F&C faces future without Friends
March 2008

Alain Grisay, F&C

F&C may be up for sale, but the three-year growth plan and geographical expansion of chief executive Alain Grisay shows a new maturity has arrived at company headquarters.

In much of Europe and the US, the fortunes of the life insurance and asset management industries have long been tied together, and dismantling them, as life stalwart Friends Provident is finding, is no easy matter.

The UK insurer is “exploring opportunities” regarding its majority stake in F&C, which runs £104bn (€136bn) for institutional, wholesale and retail clients. Friends announced its asset management presence in 1998, with the purchase of Edinburgh’s Ivory & Sime, and was to compete with a raft of other insurers – including Standard Life, Scottish Equitable and Scottish Widows – all advised to boost earnings by embracing fund management.

A Keystone Cops-style, comic scramble ensued, as insurers raced to spin off new units to boost credibility among asset consultants. In the same vein as its competitors, Friends Ivory & Sime discarded the unpopular ‘life’ tag by renaming itself Isis Asset Management.

Isis acquired the funds arm of Royal Sun Alliance in 2002, before merging with Netherlands-owned SRI pioneer F&C in 2004. The new company, F&C Asset Management, entered the market as one of Europe’s top five fund houses, with a strong historic footprint in both UK and Dutch institutional markets.

Early announcements boasted about the company’s size, running £118bn at the time of listing, but Resolution Life, which appears to have been the source of much soul-searching at the Friends Group, withdrew £25bn in 2006 after merging with Britannic. Indeed F&C still struggles to hold onto pension fund mandates, as Dutch schemes restructure and farm out members’ money to be managed on a fiduciary basis.

After last year’s planned merger of Friends with Resolution Life failed to materialise, and an injection of new managed assets of around £60bn was scrapped, the sale/review announcement was made at the beginning of February.

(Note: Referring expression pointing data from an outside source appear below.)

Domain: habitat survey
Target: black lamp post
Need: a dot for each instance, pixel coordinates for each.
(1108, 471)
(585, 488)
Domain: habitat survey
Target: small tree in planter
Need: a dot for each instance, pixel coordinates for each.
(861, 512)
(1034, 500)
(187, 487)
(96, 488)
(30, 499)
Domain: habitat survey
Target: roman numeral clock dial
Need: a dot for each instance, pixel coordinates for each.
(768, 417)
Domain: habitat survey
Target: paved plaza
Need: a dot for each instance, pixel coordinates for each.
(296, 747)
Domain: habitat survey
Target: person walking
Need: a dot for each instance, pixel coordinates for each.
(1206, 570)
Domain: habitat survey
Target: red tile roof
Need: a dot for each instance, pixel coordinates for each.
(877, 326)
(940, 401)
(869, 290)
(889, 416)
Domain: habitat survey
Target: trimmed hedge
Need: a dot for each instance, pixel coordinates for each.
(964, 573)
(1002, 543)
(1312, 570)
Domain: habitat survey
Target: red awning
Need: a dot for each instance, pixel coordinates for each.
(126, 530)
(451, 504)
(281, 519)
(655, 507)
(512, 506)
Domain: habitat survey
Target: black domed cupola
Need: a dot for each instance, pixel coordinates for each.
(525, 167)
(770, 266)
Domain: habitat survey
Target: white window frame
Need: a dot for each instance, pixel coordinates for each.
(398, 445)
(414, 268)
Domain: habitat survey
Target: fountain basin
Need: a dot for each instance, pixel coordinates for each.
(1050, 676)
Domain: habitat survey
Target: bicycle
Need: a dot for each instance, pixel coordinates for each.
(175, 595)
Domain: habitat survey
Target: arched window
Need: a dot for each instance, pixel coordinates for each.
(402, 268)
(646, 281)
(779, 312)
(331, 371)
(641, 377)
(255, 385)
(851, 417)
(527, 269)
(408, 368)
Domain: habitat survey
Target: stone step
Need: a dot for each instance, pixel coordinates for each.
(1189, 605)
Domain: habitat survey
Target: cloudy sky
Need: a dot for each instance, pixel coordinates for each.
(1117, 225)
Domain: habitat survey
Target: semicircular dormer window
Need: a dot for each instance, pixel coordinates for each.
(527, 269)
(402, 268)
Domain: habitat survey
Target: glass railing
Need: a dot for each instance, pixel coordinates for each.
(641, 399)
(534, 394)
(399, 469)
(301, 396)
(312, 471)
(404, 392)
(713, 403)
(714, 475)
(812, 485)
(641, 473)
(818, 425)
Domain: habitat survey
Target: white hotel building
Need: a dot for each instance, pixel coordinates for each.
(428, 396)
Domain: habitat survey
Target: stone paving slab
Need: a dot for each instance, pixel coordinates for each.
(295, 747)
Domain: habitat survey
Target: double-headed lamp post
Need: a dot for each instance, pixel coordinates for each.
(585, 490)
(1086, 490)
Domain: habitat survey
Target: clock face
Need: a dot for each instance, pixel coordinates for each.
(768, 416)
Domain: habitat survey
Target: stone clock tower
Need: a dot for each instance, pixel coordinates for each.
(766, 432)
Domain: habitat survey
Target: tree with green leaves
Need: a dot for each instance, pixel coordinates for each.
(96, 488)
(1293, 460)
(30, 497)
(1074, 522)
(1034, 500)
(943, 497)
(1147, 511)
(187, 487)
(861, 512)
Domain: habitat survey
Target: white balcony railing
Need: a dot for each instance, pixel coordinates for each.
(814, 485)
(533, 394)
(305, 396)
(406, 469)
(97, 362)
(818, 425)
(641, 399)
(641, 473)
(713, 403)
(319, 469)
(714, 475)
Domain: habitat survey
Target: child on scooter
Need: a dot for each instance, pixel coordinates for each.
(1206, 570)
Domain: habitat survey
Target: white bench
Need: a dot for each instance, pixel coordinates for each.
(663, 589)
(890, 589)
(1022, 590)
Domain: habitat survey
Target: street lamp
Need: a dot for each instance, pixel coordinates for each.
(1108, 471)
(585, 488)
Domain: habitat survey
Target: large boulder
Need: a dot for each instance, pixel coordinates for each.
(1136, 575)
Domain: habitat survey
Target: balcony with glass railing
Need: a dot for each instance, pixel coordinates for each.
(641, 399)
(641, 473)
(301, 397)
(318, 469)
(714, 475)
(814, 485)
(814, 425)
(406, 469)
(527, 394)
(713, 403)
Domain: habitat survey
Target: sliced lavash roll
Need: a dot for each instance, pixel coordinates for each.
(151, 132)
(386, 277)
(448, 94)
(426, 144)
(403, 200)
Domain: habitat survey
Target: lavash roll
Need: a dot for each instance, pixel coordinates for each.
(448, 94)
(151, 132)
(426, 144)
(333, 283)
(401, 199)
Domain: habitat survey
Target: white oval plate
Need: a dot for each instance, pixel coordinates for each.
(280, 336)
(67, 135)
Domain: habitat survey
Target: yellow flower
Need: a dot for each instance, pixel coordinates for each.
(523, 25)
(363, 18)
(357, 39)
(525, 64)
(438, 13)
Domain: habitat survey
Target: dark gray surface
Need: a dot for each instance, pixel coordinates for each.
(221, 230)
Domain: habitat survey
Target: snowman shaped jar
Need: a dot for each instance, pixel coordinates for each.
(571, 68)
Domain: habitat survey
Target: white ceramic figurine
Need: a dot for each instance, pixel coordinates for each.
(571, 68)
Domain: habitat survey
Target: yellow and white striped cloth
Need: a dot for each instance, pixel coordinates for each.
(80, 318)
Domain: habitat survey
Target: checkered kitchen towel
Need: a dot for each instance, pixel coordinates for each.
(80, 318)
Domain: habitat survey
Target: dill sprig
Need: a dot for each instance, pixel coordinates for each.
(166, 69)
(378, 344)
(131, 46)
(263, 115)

Friends can raise £850m from selling F&C and up to £1bn for offloading Lombard, its high-margin wealth manager, running £10bn. Yet failure to achieve significant scale does not mean F&C has a poor business proposition. On the contrary, profits are rising despite marginally falling assets. Battle plans targeting year on year asset growth to satisfy rampant egos are all too common in this industry. But F&C’s successful, cross-border peer-group managers such as Schroders and Julius Baer have watched unprofitable assets leave their house, and analysts have applauded their pragmatism.

The latest three-year growth plan from F&C’s chief executive Alain Grisay, which is being instituted by global distribution head Cristobal Mendez de Vigo, also shows a new maturity has arrived at the company’s headquarters, tucked behind London’s Liverpool Street railway station.

Rather than targeting bulk institutional business in a limited number of markets, the focus has switched to setting up strategic partnerships with cross-border banks and “national champions” in Europe, the Middle East and Asia. The target is to increase earnings per share by 50 per cent by the end of 2009. “At the end of the day, we need to provide excellent products and generate revenue, not AUM,” admits Mr Mendez de Vigo.

While institutional consultants will wait for ownership issues to be resolved before assigning mandates, any buyer is assured of steady fee income, as £33bn of F&C’s assets are managed for Friends Provident, under contracts of up to seven years. Friends believes it no longer needs a captive manager in-house, with the development of open architecture. It has enjoyed good profits from its ownership of F&C. But under increased pressure to increase shareholder value, it has decided to concentrate on its skills in administration, distribution and protection.

Those are also the core interests of Trevor Matthews, who has just been recruited from Standard Life, where he ran the life and pensions business, as chief executive of Friends Provident, with a July starting date.

Mr Matthews’ track record includes managing the Standard Life business from crisis to profitability, including administering huge job cuts and acting as one of the front-men for an internally unpopular £4.7bn demutualisation and public share offer.

“There are three things I am concerned about,” Mr Matthews once said: “Distribution, distribution and distribution.” Acquiring asset management businesses was never on his agenda. When Standard Life made its own bid – also unsuccessful – for Resolution, unlike other board members, Mr Matthews did not appear to favour the merger.

But while it appears that Friends’ ten-year adventure in fund management is drawing to a close, the outcome is far from certain. Potential buyers are circling the Friends camp to bid for not just the funds arm, but what is now seen as a vulnerable insurance company, with its anointed leader yet to join. The Friends board has commited itself to carefully considering any “firm offer”.

Can the distant promise of an eventual restructure from Mr Matthews keep the barbarians away from the gates? And what if another life company, one more committed to asset management, decides to make a bid for Friends, and its attractive funds business?